İlk olarak ETİ'nin isim hakkı ile ilgili çıkan söylentilerden başlayalım. Öncelikle isim hakkını verebilmemiz için stadın kullanım hakkının bizde olması gerekir. Gerçi çok problem değil, bunlar teferruattır, halledilebilir. Ama her ETİ ismi ön plana çıkarıldığında ETİ zaten reklamını bedava yapmış oluyor. Her sene zorlama ile elinden geldiğince de destek oluyor. Artık ETİ Eskişehirspor ile özdeşti buna lafımız yok. Ama burada Eskişehirspor menfaatleri var ise açıkçası her firma denenebilir. Neden ETİ'ye bunu şehir baskısı ile yaptırmak istiyoruz. Neden Eskişehir'de Şehir hastaneleri projesi ile ticari faaliyetine başlayan, iktidara en yakın müteahitlerden Hamdi Akın'ın firması AKFEN'in ismi ön plana çıkarılmaz. Madem siyasilerden destek bekliyoruz bundan güzel fırsat mı olur.
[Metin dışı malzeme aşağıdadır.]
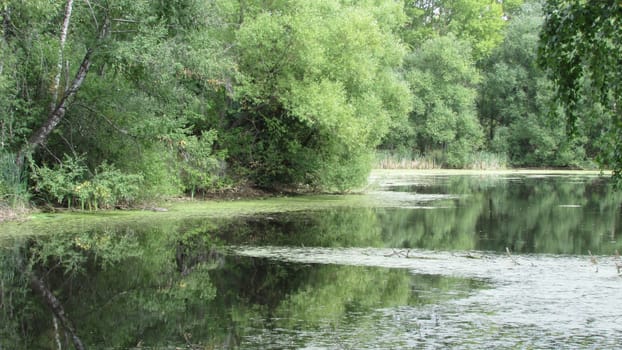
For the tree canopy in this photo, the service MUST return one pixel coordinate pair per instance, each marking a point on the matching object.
(581, 46)
(189, 96)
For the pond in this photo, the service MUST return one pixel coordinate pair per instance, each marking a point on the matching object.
(421, 260)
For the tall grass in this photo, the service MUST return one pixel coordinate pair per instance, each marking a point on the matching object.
(436, 160)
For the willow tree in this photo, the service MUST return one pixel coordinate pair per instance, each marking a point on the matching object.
(581, 45)
(319, 90)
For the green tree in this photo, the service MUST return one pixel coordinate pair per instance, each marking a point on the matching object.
(443, 80)
(516, 98)
(581, 44)
(318, 91)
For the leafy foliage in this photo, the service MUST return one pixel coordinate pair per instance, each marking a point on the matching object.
(581, 45)
(69, 182)
(443, 79)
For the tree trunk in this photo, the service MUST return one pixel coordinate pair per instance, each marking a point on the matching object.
(61, 48)
(41, 135)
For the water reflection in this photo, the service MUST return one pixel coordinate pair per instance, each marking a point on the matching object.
(174, 287)
(553, 215)
(181, 284)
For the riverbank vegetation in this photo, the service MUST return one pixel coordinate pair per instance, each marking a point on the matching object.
(108, 104)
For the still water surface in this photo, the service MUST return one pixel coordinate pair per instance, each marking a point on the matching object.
(420, 261)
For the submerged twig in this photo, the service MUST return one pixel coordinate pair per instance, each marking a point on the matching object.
(507, 250)
(593, 259)
(618, 263)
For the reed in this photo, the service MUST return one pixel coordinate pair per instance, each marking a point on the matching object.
(403, 160)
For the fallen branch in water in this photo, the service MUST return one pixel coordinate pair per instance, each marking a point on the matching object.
(399, 253)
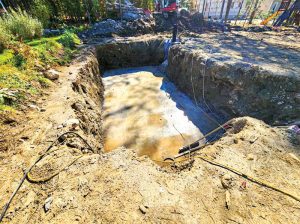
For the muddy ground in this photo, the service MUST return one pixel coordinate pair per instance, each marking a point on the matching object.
(122, 187)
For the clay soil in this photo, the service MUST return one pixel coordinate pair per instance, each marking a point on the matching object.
(123, 187)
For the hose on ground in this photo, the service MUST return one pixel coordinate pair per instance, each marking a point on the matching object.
(31, 179)
(233, 170)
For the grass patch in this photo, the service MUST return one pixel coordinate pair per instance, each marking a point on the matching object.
(6, 57)
(22, 64)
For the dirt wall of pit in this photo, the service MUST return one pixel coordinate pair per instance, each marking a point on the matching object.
(88, 106)
(236, 88)
(131, 52)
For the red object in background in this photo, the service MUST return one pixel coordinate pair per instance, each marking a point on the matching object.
(170, 8)
(243, 185)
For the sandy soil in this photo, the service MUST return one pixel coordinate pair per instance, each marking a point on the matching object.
(145, 112)
(122, 187)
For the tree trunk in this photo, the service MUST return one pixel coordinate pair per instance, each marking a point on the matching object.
(254, 11)
(227, 10)
(222, 9)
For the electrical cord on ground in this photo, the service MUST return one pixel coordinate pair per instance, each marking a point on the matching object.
(31, 179)
(233, 170)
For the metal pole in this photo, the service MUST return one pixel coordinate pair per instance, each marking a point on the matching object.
(237, 16)
(222, 8)
(175, 28)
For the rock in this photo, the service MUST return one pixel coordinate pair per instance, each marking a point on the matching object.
(130, 16)
(74, 123)
(226, 181)
(105, 28)
(250, 156)
(143, 208)
(34, 107)
(60, 126)
(51, 74)
(48, 203)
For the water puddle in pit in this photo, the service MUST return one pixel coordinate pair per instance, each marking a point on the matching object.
(145, 112)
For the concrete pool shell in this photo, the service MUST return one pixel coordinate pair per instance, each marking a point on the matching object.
(232, 87)
(144, 111)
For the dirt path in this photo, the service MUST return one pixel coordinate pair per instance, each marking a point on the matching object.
(122, 187)
(145, 112)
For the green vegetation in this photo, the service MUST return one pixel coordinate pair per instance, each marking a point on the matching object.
(22, 63)
(55, 13)
(21, 25)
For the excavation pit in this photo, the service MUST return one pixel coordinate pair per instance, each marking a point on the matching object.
(144, 111)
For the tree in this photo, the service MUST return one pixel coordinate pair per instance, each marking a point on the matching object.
(256, 4)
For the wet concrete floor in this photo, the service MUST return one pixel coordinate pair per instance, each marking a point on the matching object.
(144, 111)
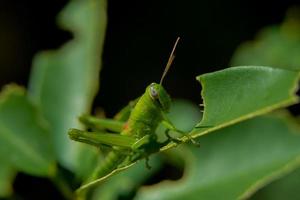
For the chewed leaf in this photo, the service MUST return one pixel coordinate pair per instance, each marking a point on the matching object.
(240, 93)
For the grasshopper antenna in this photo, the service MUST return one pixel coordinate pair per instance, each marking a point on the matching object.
(170, 61)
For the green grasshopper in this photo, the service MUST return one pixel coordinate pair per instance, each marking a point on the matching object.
(136, 125)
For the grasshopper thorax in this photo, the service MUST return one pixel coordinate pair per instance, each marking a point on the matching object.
(159, 95)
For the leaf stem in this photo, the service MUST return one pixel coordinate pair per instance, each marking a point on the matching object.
(62, 185)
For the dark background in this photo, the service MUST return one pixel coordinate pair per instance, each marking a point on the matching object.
(139, 38)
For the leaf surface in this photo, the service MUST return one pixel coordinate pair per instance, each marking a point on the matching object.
(24, 137)
(64, 82)
(234, 162)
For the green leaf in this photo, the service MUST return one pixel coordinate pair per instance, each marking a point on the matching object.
(234, 162)
(64, 82)
(125, 183)
(239, 93)
(284, 188)
(7, 174)
(277, 46)
(24, 138)
(185, 121)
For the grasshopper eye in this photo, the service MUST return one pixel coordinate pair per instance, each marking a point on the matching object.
(153, 93)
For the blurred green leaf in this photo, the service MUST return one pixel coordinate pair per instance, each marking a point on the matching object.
(234, 162)
(24, 139)
(124, 184)
(240, 93)
(284, 188)
(7, 174)
(65, 81)
(277, 46)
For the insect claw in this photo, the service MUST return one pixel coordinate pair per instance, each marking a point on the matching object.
(197, 144)
(147, 163)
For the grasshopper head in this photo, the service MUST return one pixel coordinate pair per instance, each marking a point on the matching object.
(158, 94)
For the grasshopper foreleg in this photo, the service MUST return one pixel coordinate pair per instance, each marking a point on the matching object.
(101, 124)
(171, 127)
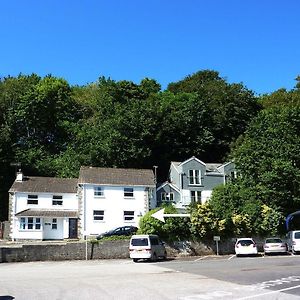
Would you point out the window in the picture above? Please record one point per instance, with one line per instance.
(23, 223)
(37, 223)
(194, 177)
(128, 192)
(57, 200)
(54, 223)
(167, 197)
(196, 196)
(98, 191)
(128, 215)
(32, 199)
(30, 223)
(98, 215)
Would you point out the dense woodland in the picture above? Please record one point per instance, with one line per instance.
(52, 128)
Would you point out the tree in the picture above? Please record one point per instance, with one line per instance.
(204, 223)
(268, 157)
(230, 108)
(173, 229)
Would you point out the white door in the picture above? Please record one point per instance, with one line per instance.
(53, 229)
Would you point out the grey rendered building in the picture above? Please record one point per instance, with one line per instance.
(193, 181)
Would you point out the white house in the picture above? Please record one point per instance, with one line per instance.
(111, 197)
(47, 208)
(43, 208)
(193, 181)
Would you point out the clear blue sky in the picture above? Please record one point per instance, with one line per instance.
(255, 42)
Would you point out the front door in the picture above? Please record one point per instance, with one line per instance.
(73, 234)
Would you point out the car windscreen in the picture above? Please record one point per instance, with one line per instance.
(273, 241)
(297, 235)
(245, 242)
(139, 242)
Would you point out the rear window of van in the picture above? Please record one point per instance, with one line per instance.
(139, 242)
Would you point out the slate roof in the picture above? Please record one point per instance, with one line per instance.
(115, 176)
(31, 184)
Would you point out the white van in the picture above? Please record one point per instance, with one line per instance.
(146, 246)
(293, 241)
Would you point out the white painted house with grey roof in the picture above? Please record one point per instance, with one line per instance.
(43, 208)
(111, 197)
(47, 208)
(193, 181)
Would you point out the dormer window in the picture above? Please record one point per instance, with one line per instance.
(194, 177)
(128, 193)
(167, 197)
(57, 200)
(98, 191)
(32, 199)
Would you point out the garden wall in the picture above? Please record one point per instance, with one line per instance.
(47, 251)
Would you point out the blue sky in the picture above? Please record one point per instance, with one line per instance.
(254, 42)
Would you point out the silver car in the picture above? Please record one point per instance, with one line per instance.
(274, 245)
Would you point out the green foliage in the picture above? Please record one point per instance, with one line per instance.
(204, 223)
(272, 220)
(268, 157)
(171, 230)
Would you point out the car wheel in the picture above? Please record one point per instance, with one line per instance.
(165, 255)
(154, 257)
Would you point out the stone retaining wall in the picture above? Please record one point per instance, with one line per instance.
(80, 250)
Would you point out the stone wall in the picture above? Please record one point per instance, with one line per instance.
(46, 251)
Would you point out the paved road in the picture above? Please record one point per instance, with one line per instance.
(221, 278)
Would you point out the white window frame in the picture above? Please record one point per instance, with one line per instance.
(128, 193)
(34, 199)
(98, 191)
(196, 196)
(167, 197)
(98, 215)
(26, 222)
(54, 224)
(128, 215)
(194, 177)
(57, 200)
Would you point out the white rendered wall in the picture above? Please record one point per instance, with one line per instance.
(114, 204)
(19, 202)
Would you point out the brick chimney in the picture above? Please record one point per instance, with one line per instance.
(20, 176)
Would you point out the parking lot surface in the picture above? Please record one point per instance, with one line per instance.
(275, 277)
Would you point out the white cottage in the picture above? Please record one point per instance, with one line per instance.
(43, 208)
(112, 197)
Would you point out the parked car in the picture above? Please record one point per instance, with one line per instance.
(293, 241)
(148, 247)
(274, 245)
(123, 230)
(245, 246)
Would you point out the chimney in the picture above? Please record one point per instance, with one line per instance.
(20, 176)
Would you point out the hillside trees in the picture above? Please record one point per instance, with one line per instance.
(52, 128)
(267, 159)
(230, 107)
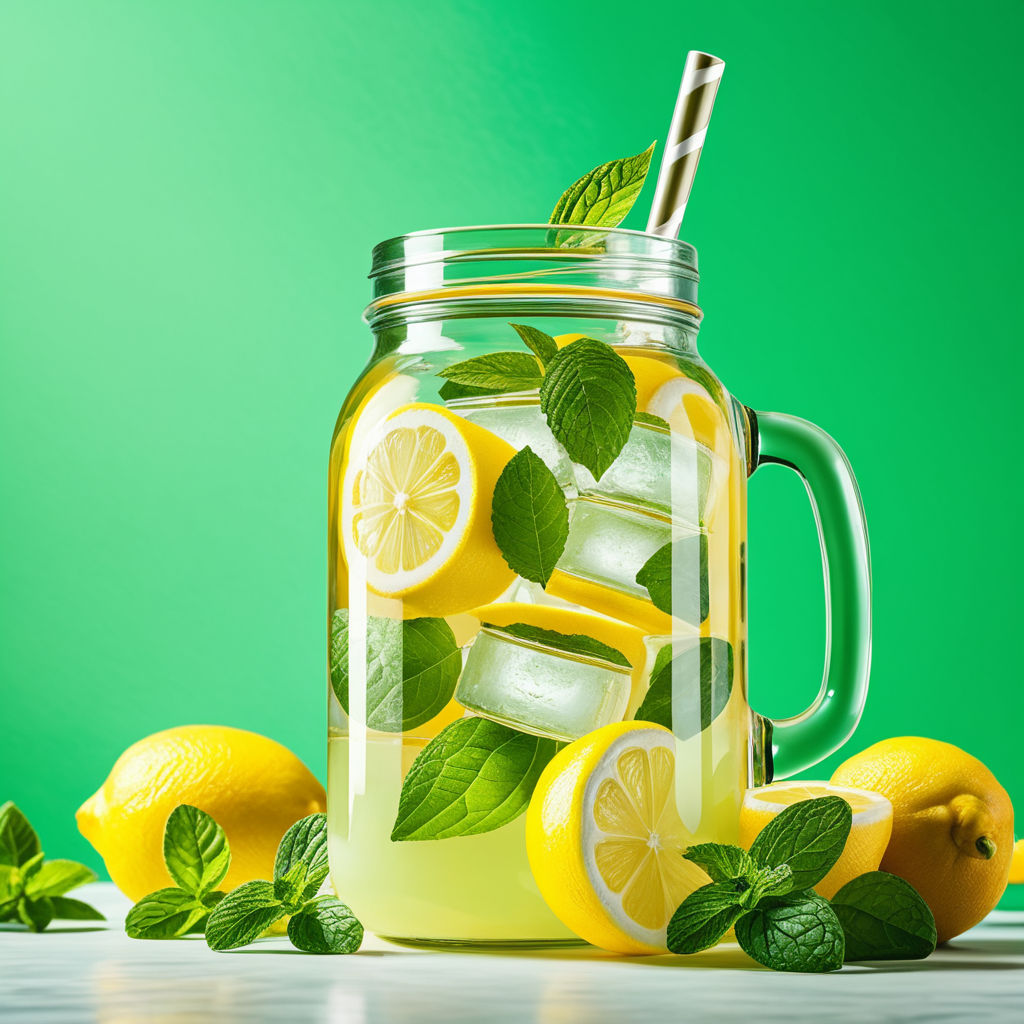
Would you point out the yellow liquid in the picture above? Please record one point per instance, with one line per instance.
(471, 889)
(479, 889)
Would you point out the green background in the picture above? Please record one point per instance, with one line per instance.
(188, 194)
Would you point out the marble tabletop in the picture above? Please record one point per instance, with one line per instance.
(77, 973)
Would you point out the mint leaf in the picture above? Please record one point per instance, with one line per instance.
(66, 908)
(243, 915)
(688, 689)
(705, 916)
(679, 565)
(474, 776)
(542, 345)
(809, 837)
(497, 372)
(590, 398)
(36, 913)
(721, 861)
(529, 517)
(196, 850)
(326, 926)
(571, 643)
(450, 391)
(290, 886)
(304, 843)
(884, 918)
(164, 914)
(412, 669)
(798, 932)
(57, 877)
(649, 420)
(603, 197)
(18, 841)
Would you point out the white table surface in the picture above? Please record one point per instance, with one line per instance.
(75, 972)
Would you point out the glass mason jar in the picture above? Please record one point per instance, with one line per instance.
(439, 648)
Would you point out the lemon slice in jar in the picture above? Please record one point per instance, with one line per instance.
(605, 841)
(416, 511)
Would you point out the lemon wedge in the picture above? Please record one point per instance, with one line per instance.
(416, 511)
(605, 841)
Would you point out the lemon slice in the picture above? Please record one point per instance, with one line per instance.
(416, 511)
(872, 823)
(605, 841)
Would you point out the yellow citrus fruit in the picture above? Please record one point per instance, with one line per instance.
(625, 638)
(254, 787)
(605, 841)
(1017, 863)
(872, 822)
(416, 511)
(952, 824)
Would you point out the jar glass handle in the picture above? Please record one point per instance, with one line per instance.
(806, 738)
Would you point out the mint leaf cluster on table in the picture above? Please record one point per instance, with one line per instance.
(766, 894)
(198, 856)
(32, 889)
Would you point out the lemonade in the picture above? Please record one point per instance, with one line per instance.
(500, 588)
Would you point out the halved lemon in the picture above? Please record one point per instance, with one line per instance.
(872, 824)
(605, 841)
(416, 511)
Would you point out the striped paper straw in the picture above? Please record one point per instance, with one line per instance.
(682, 150)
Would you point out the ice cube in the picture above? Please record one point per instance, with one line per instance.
(537, 688)
(656, 469)
(517, 418)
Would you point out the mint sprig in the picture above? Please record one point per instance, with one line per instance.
(681, 567)
(529, 517)
(197, 856)
(318, 924)
(32, 889)
(474, 776)
(589, 397)
(412, 669)
(780, 922)
(884, 918)
(690, 685)
(605, 195)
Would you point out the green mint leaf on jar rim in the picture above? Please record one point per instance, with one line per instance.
(304, 843)
(55, 878)
(570, 643)
(326, 926)
(411, 672)
(18, 842)
(699, 673)
(243, 915)
(474, 776)
(165, 913)
(497, 372)
(701, 920)
(796, 932)
(589, 398)
(529, 517)
(809, 837)
(679, 567)
(542, 345)
(196, 850)
(884, 918)
(721, 861)
(605, 195)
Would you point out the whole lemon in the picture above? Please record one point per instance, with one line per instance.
(952, 824)
(253, 786)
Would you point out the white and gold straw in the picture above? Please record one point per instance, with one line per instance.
(682, 148)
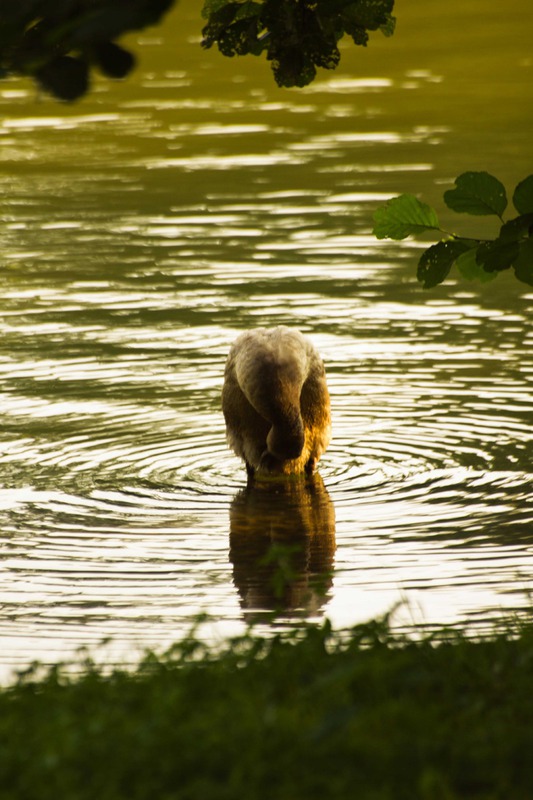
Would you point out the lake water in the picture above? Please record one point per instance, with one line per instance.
(145, 227)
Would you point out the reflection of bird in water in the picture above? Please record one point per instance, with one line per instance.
(276, 402)
(282, 544)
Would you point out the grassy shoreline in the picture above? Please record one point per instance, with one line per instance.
(315, 713)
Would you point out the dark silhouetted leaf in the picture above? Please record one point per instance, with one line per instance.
(477, 193)
(436, 262)
(516, 229)
(497, 255)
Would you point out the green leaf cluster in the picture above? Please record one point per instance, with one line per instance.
(57, 44)
(297, 36)
(478, 194)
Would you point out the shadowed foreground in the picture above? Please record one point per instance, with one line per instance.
(313, 714)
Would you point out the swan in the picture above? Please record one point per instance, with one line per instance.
(275, 402)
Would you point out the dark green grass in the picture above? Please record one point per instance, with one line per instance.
(314, 714)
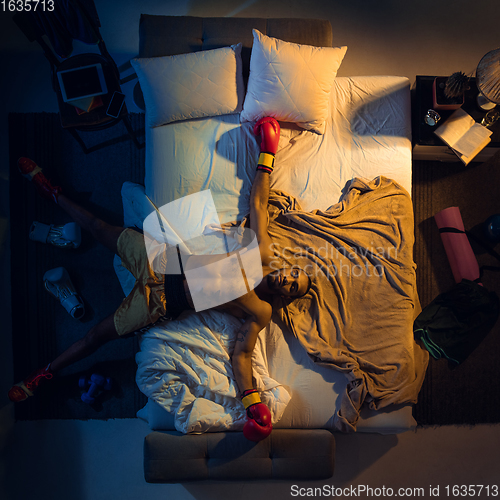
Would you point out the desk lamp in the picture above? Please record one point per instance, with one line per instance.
(488, 80)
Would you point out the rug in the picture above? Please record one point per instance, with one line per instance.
(41, 326)
(469, 393)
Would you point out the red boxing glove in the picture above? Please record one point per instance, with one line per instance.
(258, 425)
(269, 130)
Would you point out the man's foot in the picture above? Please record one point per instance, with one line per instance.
(24, 389)
(34, 173)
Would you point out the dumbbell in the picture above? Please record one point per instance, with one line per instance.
(96, 382)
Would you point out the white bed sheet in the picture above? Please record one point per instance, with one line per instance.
(368, 134)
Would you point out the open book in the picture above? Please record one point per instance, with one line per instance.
(464, 136)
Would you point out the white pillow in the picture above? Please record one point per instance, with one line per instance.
(194, 85)
(291, 82)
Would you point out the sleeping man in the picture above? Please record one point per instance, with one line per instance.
(154, 296)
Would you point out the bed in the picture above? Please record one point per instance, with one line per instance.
(343, 358)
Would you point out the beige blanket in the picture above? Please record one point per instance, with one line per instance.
(359, 313)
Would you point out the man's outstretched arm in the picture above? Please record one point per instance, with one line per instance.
(269, 131)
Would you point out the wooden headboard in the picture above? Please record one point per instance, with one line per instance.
(170, 35)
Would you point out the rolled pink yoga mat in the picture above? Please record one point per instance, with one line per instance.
(458, 250)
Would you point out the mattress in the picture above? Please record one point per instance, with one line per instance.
(368, 134)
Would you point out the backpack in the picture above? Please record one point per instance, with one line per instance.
(456, 321)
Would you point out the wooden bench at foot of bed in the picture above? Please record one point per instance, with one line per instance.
(172, 457)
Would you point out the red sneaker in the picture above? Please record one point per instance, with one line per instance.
(24, 389)
(34, 173)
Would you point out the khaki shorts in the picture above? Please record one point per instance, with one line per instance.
(145, 304)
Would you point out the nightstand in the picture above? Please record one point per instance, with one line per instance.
(426, 145)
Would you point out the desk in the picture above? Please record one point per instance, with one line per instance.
(96, 119)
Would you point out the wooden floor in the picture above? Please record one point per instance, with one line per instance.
(469, 393)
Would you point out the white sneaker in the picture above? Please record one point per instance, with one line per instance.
(66, 236)
(58, 283)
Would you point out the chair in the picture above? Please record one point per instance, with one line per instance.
(79, 21)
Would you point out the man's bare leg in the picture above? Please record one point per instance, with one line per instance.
(103, 232)
(98, 335)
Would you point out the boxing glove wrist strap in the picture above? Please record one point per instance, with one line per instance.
(250, 398)
(266, 162)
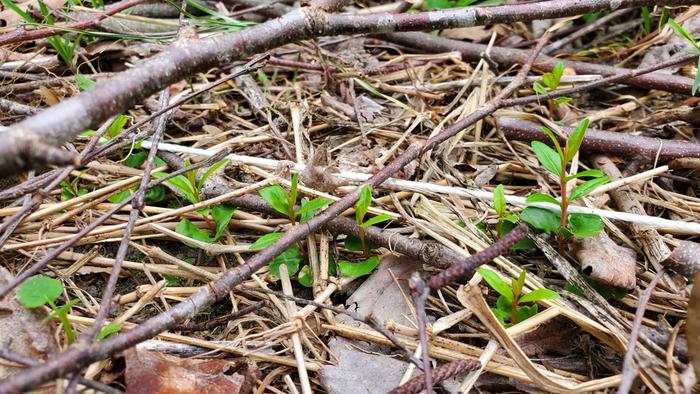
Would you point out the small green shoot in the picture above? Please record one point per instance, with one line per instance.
(555, 161)
(41, 290)
(509, 305)
(551, 82)
(695, 51)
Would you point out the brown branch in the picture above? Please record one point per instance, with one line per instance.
(439, 374)
(604, 141)
(507, 57)
(629, 372)
(20, 35)
(61, 123)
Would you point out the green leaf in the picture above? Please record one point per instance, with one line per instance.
(355, 270)
(293, 190)
(313, 205)
(189, 230)
(108, 330)
(117, 125)
(680, 30)
(499, 200)
(136, 160)
(277, 197)
(496, 283)
(586, 174)
(547, 157)
(574, 142)
(542, 219)
(503, 304)
(525, 312)
(305, 276)
(363, 203)
(539, 294)
(119, 197)
(646, 19)
(39, 290)
(210, 171)
(584, 225)
(156, 193)
(517, 284)
(557, 72)
(83, 82)
(501, 315)
(182, 184)
(265, 241)
(587, 187)
(376, 220)
(541, 197)
(562, 100)
(538, 88)
(290, 257)
(222, 217)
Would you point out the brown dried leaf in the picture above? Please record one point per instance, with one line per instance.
(29, 336)
(693, 326)
(153, 373)
(606, 261)
(685, 259)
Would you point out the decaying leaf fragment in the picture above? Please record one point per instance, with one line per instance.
(693, 326)
(607, 262)
(152, 372)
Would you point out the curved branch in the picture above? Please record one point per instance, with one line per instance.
(61, 123)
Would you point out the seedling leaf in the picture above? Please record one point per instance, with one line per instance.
(39, 290)
(574, 142)
(376, 220)
(363, 203)
(547, 157)
(290, 257)
(499, 200)
(265, 241)
(305, 277)
(584, 225)
(496, 283)
(108, 330)
(277, 197)
(587, 187)
(222, 217)
(313, 205)
(541, 219)
(537, 295)
(210, 171)
(541, 197)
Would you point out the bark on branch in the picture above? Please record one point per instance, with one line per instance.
(61, 123)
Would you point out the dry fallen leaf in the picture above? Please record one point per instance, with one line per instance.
(30, 337)
(607, 262)
(693, 326)
(153, 373)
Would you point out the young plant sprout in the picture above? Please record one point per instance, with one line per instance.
(555, 161)
(509, 305)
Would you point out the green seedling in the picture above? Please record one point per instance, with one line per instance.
(555, 161)
(60, 43)
(551, 82)
(70, 188)
(361, 208)
(509, 305)
(191, 188)
(41, 290)
(695, 51)
(284, 202)
(507, 220)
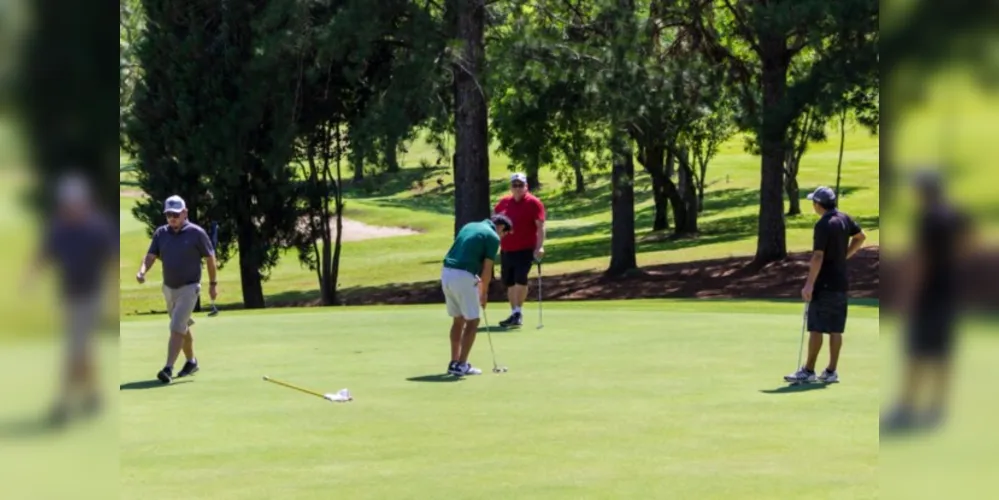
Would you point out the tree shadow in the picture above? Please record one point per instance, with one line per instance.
(28, 428)
(149, 384)
(794, 389)
(442, 377)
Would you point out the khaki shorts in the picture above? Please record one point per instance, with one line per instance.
(461, 293)
(180, 305)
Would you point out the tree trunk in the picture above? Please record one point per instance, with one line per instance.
(622, 206)
(771, 244)
(335, 265)
(392, 155)
(673, 195)
(793, 193)
(532, 170)
(687, 195)
(701, 181)
(577, 169)
(357, 159)
(249, 267)
(654, 163)
(842, 142)
(471, 162)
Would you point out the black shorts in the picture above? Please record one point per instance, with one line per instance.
(827, 312)
(516, 266)
(930, 333)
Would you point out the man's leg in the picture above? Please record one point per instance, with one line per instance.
(183, 301)
(835, 344)
(468, 339)
(457, 328)
(814, 347)
(189, 345)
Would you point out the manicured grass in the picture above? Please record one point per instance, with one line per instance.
(662, 399)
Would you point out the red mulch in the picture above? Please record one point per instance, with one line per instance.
(719, 278)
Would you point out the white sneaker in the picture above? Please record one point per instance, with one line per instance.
(468, 369)
(801, 376)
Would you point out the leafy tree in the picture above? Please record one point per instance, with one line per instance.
(61, 98)
(758, 43)
(210, 122)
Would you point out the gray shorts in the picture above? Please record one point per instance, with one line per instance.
(180, 305)
(461, 293)
(82, 315)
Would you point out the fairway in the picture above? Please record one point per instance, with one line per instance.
(654, 399)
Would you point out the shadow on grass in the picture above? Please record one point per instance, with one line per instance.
(28, 428)
(794, 389)
(149, 384)
(442, 377)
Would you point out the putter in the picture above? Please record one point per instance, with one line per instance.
(801, 344)
(215, 245)
(341, 396)
(541, 323)
(489, 335)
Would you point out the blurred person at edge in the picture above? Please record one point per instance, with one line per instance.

Yok mu ona verebilecek başka projelerimiz diyerek, diğer konu ile bağlantısını kurarak şimdilik bunu geçiyorum.
Sakın birilerini koruduğumu, bu konuda taraf olduğumu falan düşünmeyin. Sadece yıllardır Eskişehirspor üzerinden siyaset yapanların nasıl kazanç sağladıklarına bir bakın derim. 1980'li yıllardan itibaren Yılmaz Sezer'den beri siyasete soyunan hiç kimse sandıktan çıkamadı. Buna şimdi ki başkanımız Halil Ünal ve efsane bakanımız rahmetli Kemal Unakıtan'da dahildir. Farkında mısınız bilmem ama tek karlı çıkan,her seçim döneminde ismi ön plana atılarak hedef tahtasına koyulan Prof. Dr. Yılmaz Büyükerşen'dir.
Geçen gün yaptığı basın toplantısında açık ve net şekilde söyledi. 'Hangi kanuni ve yasal yollardan yardım yapabiliyorum bana açıklayın bende elimden geleni yapayım' diyor ve ekliyor. 'Şirketleşerek arazi satın alın bizde imara açalım ve buradan sağlanan gelirle borçtan kurtulun' diyerek bombayı da muhatapların eline verdi. Açıkcası'dernekle, şirketleri yenemezsiniz' diyerek de yol göstermiş oldu. Şimdi söyleyin haksız mı? Aynı yolla Bursaspor 200 Milyon gibi bir parayıkulübün kasasına koyacak. İşte belediyeler böyle yardım yapıyor.
Şimdi bu söylemlerden sonra böyle projeyi yüklenebilecek, iktidarın en büyük müteahhitfirması şehrimizde faaliyet gösterirken, Yılmaz Büyükerşen'de açık kapı bırakıp yolunu göstermişken, neden bu işi tek kişinin omuzlarına yüklüyoruz. Orta da birleşelim, herkes kazansın. Sadece yapmamız gereken, dinamikleri harekete geçirecek bir abi ve güçlü bir yönetim kurulu oluşturmak veya mevcut yönetim etrafında birleşmek.
Yazımıza başlarken söylediğimiz gibi, beyler artıkrüyadan uyanmanın zamanı gelmedi mi?